The second Verse is sung, in unisonous Plain Chaunt, to the Second Tone, transposed.
We first meet with the Abellimenti in the third Verse, which is sung in the form of a Concertino—that is to say, by a Choir of four choice Solo Voices. In the following example, the text of the Faux-bourdon is printed in large notes, and the two Abellimenti—one at the end of each clause—in small ones.
In describing this beautiful passage, Mendelssohn says, 'The Abellimenti are certainly not of antient date; but they are composed with infinite talent, and taste, and their effect is admirable. This one, in particular, is often repeated, and makes so deep an impression, that, when it begins, an evident excitement prevades all present.… The Soprano intones the high C, in a pure soft voice, allowing it to vibrate for a time, and slowly gliding down, while the Alto holds its C steadily; so that, at first, I was under the delusion that the high C was still held by the Soprano. The skill, too, with which the harmony is gradually developed, is truly marvellous.'
The unisonous melody of the fourth Verse serves only to bring this striking effect into still bolder relief.
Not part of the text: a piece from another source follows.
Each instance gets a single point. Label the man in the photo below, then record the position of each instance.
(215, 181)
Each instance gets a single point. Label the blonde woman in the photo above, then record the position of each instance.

The fifth Verse is sung like the first; the sixth, like the second; the seventh, like the third; and the eighth, like the fourth: and this order is continued—though with endless variations of Tempo, and expression—as far as the concluding Strophe, the latter half of which is adapted to a Double Chorus, written in nine parts, and sung very slowly, with a constant ritardando, 'the singers diminishing or rather extinguishing the harmony to a perfect point.'
- The accidentals in brackets are undoubtedly due to the caprice of individual Singers.
- That is, the last shewn in our example.
- These words are Burney's. Adami's direction is, L'ultimo verso del Salmo termina a due Cori, e però sarà la Battuta, Adagio, per fuirlo Piano, smorzando poco a poco l'Armonia.